Flávio gravou vídeo de sua campanha e do adversário
Flávio Bolsonaro foi se apresentar nos EUA para gravar vídeo de campanha, mas os marqueteiros de Lula já preparam chamadas com cenas da mesma apresentação
A equipe da campanha de Flávio Bolsonaro (PL-RJ) à Presidência da República disse à imprensa que, nesta terça-feira, 07, na audiência pública do Escritório do Representante Comercial dos Estados Unidos (USTR na sigla em inglês), ele cumpriu o roteiro que estava programado para sua fala.
Do ponto de vista prático, a intervenção de um candidato a presidente do Brasil pela oposição não ajudaria em nada nas negociações com Donald Trump. Pelo contrário. O mais provável era que ele fosse à audiência para criar dificuldades ao governo a que se opõe. E foi exatamente assim que o senador Flávio Bolsonaro agiu.
Mas o que a campanha quis dizer com roteiro programado? Programado para quê?

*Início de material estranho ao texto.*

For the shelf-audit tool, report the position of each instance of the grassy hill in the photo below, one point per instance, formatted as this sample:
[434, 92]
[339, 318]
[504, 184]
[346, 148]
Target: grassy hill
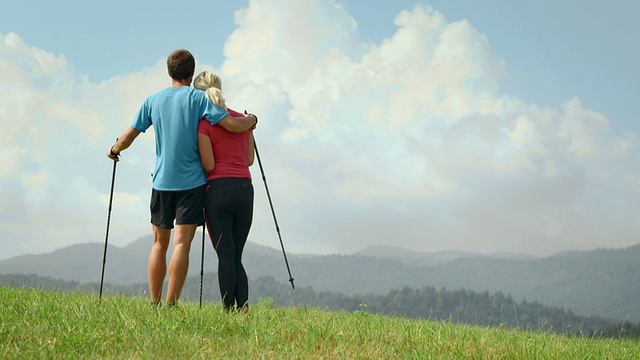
[603, 282]
[42, 324]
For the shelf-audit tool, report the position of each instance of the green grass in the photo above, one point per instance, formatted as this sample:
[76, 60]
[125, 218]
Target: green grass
[43, 324]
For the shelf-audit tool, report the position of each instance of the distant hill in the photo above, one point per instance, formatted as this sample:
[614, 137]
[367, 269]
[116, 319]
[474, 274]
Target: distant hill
[603, 282]
[428, 258]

Inicialmente, como já foi dito, para criar dificuldades às negociações do governo. Depois, para tentar desfazer a má impressão que o clã deixou no eleitorado quando pediu e comemorou a primeira leva do tarifaço dos EUA contra o Brasil.
Então Flávio resolveu anunciar que iria pedir que não haja tarifaço algum antes as eleições. Chegou a defender, em carta enviada no dia 2 ao USTR, que o tarifaço seja adiado por 180 a 270 dias. Não notou que, ao pedir adiamento, estava confirmando a defesa do tarifaço, o que desagradou ao empresariado brasileiro. Então passou a dizer, já lá nos EUA, que defende o fim do tarifaço, não apenas o adiamento. Mas o estrago já estava feito.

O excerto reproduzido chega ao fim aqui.